While these approaches are quite interesting, they ignore the characteristics of seed files. Here, we primitively take the byte stream as the characteristics of seed files and use them to construct a contextual mutation strategy.

8 Conclusion

This paper presented CMFuzz, a novel context-aware adaptive mutation scheme that utilizes a contextual bandit algorithm, i.e., LinUCB, to guide mutation in fuzzing. We further demonstrated how optimal mutation operators can be effectively selected in each round of fuzzing via contextual information of seed files. To this end, CMFuzz dynamically extracts and encodes the characteristic of seed file as the context to achieve context-aware adaptive mutation strategy.

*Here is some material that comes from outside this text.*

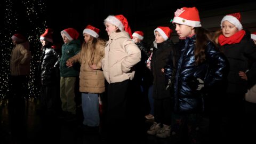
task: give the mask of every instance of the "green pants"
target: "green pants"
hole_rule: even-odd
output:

We implemented the proposed mutation scheme in several mutation-based fuzzers such as PTfuzz, AFL, and AFLFast. Our evaluation showed that CMFuzz can significantly outperform other state-of-the-art mutation-based fuzzers such as PTfuzz in discovering unique paths, unique crashes, and maximum depth on most cases. More importantly, we also conducted model evaluation to demonstrate that LinUCB exceeded other bandit algorithms such as Thompson Sample and epsilon-greedy.